Incidentally, my perusal of the setup routines in Linux (well, it was version 1.0, so I don't know if this is still the case) show that it also maps code and data to the same actual addresses, which makes it vulnerable as well.

Sure, you can use "smart" languages and NX bits and stuff like that, but it's all assembly at some level, and the processor manufactures actually built in sufficient protection decades ago when they came up with segmented memory. (PowerPC architecture can also distinguish between code and non-code).

I am always amused at how the memory management community hasn't nipped this one in the bud ages ago when the tools to fix it already exist.

Keeping your developers happy

[Aslan72]

The huge problem with McAfee 8.0i has been figuring out a policy that protects from buffer overruns and keeps your developers happy; I've had to loosen the restrictions for those folks because as you put together stuff in vstudio and attempt to debug it, McAfee's Buffer Overrun flags it and doesn't allow it to run :(.

--pete

No Execute = snake oil

[ajs318]

Sorry, but the whole "No Execute" thang is aceite de serpiente, as they say in Madrid. Even the much-vaunted {by people who don't understand it, anyway} Harvard Architecture {i.e. using separate buses for data and instructions, thereby breaking the Neumann principle totally} doesn't work. If the computer can make some kind of decision based on the content of memory location x, then this is tantamount to x being an executable location.

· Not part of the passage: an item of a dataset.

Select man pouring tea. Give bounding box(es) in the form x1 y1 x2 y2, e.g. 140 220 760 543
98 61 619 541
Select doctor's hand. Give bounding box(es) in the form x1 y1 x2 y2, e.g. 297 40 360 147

Now, if you had a "Take no action whatsoever based on the content of this location, in fact, whenever you are asked even to read it, always return the same value" flag -- that might prevent the execution of unwanted code. Chances are your system would also be computationally incomplete.

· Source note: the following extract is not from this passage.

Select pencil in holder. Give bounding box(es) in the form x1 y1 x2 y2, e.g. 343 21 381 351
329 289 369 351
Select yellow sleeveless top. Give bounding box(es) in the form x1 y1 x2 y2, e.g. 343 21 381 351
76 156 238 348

As it stands, NX is trivially defeated by persuading the user to install a simple piece of code -- effectively an emulator.

Basically, NX is answering the wrong question. The question that needs to be asked is "How can we best persuade users not to run arbitrary code when they don't know what the hell it does?" My own answer would be for every processor to have its own, unique instruction set; so only code compiled for that one particular individual processor would ever run on it. {Obviously you'd have to have a compatibility mode for bootstrapping, so you could compile the compiler to compile the unique-ified software; but this would have to be accessed by some deliberate hardware action that no software could get around.} I'm sure that is not impossible; but I'm not sure that it's feasible as long as the likes of Microsoft want to do things their way.